For those of us who think poetry ought to maintain its relationship with music, her poetry provides an occasionally tripping melody, as in the deceptively simple poem, which has the ghost of ballad behind its metre:

I long to fill her red suede shoes.

to be sixteen, to act grown up

in stiletto heels with pointed toes

tapping Follow Me in heel Morse code.

 

I envy her those red suede shoes,

their slinky heels, her slim ankles,

the mystique of her female charm

and Follow Me of clinking bangles.

 

I really covet those red suede shoes,

her pointed breasts and scarlet lips,

her green eyeshadow and feline grace,

the Follow Me of tiptoe-taps.

 

I envy her, those red suede shoes.

the blokes she pulls, the furs she wears,

her negligees and silk pyjamas:

the Follow Me that whistles wolves.

This is chosen almost at random, and like many of the poems here, is tonally unemphatic, skew-whiff, ruffled in its syncopated rhythms. The rhymes are somewhat jarring, and then when we expect one it doesn’t come.

There is a feigned innocence here, but the poet is worldly enough to be aware of the potential consequences of what the girl depicted is implicitly inviting; the girl herself is self-consciously a sexual siren. The ‘wolves’ that stalk her may be sinister but they are not solely culpable: the wolf may change his pelt but not his vice.

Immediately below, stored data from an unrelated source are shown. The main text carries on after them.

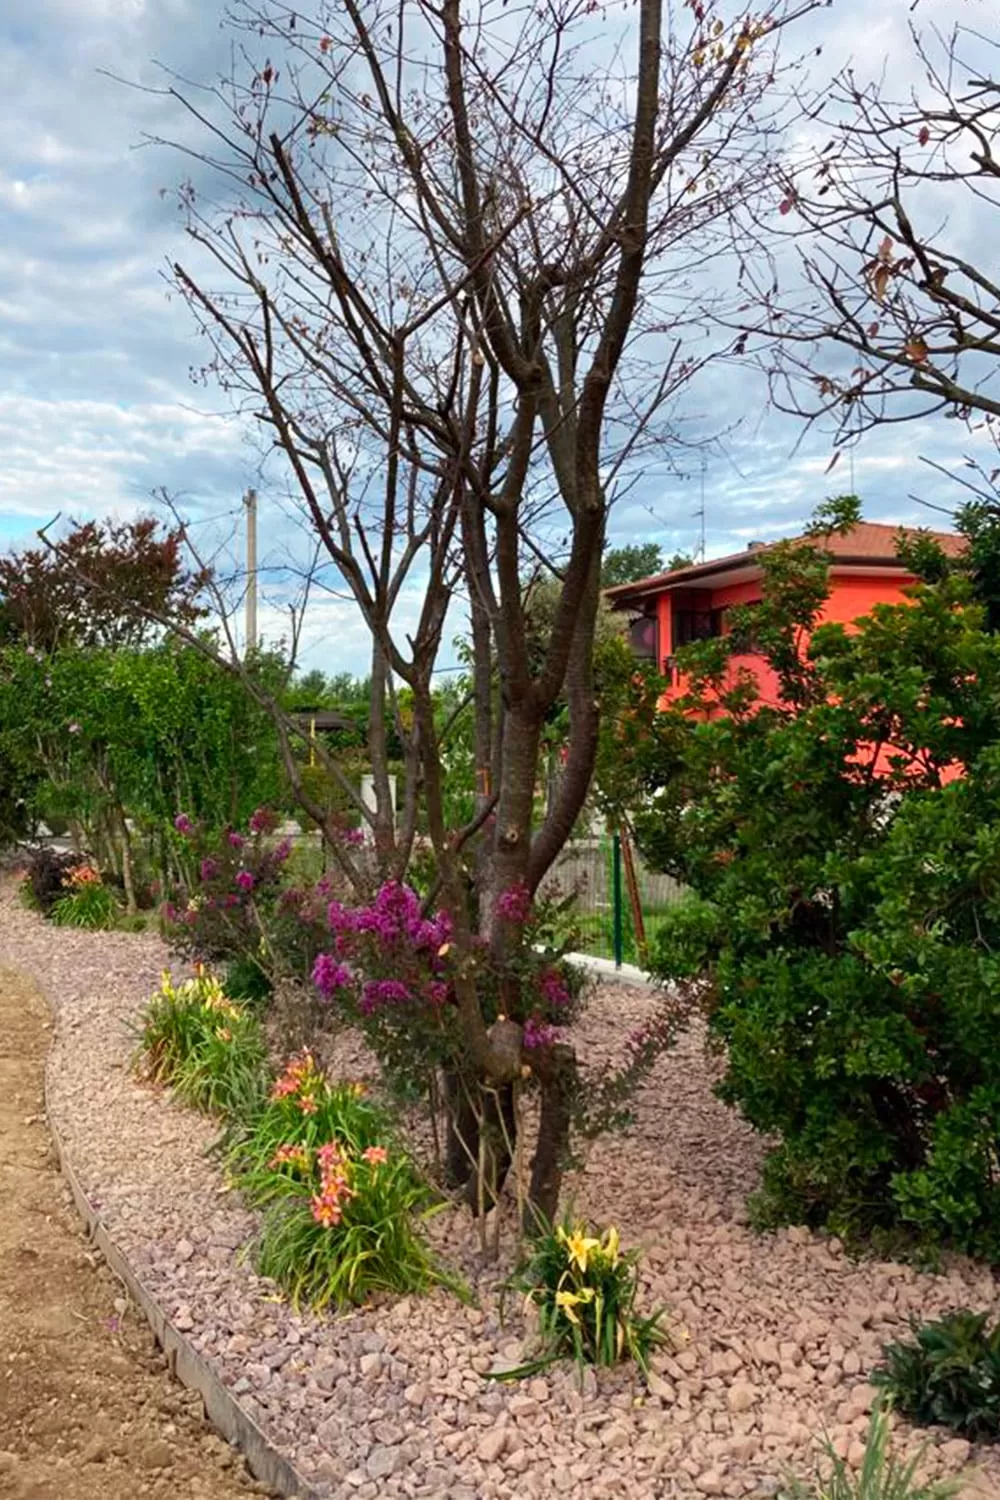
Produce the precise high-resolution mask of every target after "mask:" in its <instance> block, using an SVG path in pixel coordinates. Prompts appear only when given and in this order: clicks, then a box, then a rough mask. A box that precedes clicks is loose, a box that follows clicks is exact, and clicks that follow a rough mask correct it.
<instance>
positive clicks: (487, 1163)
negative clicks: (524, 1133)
mask: <svg viewBox="0 0 1000 1500" xmlns="http://www.w3.org/2000/svg"><path fill="white" fill-rule="evenodd" d="M474 1115H477V1116H478V1118H477V1121H475V1125H477V1131H478V1142H477V1148H478V1149H477V1154H475V1166H474V1167H472V1172H471V1175H469V1179H468V1182H466V1185H465V1200H466V1203H468V1205H469V1208H471V1209H472V1214H475V1215H477V1217H478V1215H480V1214H489V1211H490V1209H492V1208H495V1206H496V1202H498V1199H499V1196H501V1193H502V1191H504V1184H505V1182H507V1173H508V1172H510V1166H511V1161H513V1160H514V1145H516V1142H517V1113H516V1110H514V1086H513V1083H498V1085H493V1086H490V1088H486V1086H484V1088H480V1091H478V1098H477V1100H474Z"/></svg>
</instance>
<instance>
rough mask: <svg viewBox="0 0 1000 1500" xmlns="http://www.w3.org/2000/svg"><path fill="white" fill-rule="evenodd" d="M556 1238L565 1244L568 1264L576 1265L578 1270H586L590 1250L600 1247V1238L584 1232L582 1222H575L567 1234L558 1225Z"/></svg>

By contrast, there are, as here in vers libre, moments that are lyrical and delicate, where notations from the natural kingdom, in the tradition of elegy, are offered as appeasing and benign images:

Entombed below, Edwardian Lady,

blue eyebright, sweet mallow, bitter borage,

poppies peopling a wayside.

Tissue thin it clung where it had hung for all those wasted years,

until I, smiling, drew the veil. Water lilies,

suffused in light, petals pinking translucent pools,

illuminating subterranean caverns

where the wild weed grows.

This book is uneven in places, but then unevenness seems part of the scheme. It is a book of demotic threnodies, though there is something in the manner of her expression which salvages her, and us, from any suffocating sense of tragedy. The sestina alone makes ‘The Sorcerer’s Arc’ worth buying.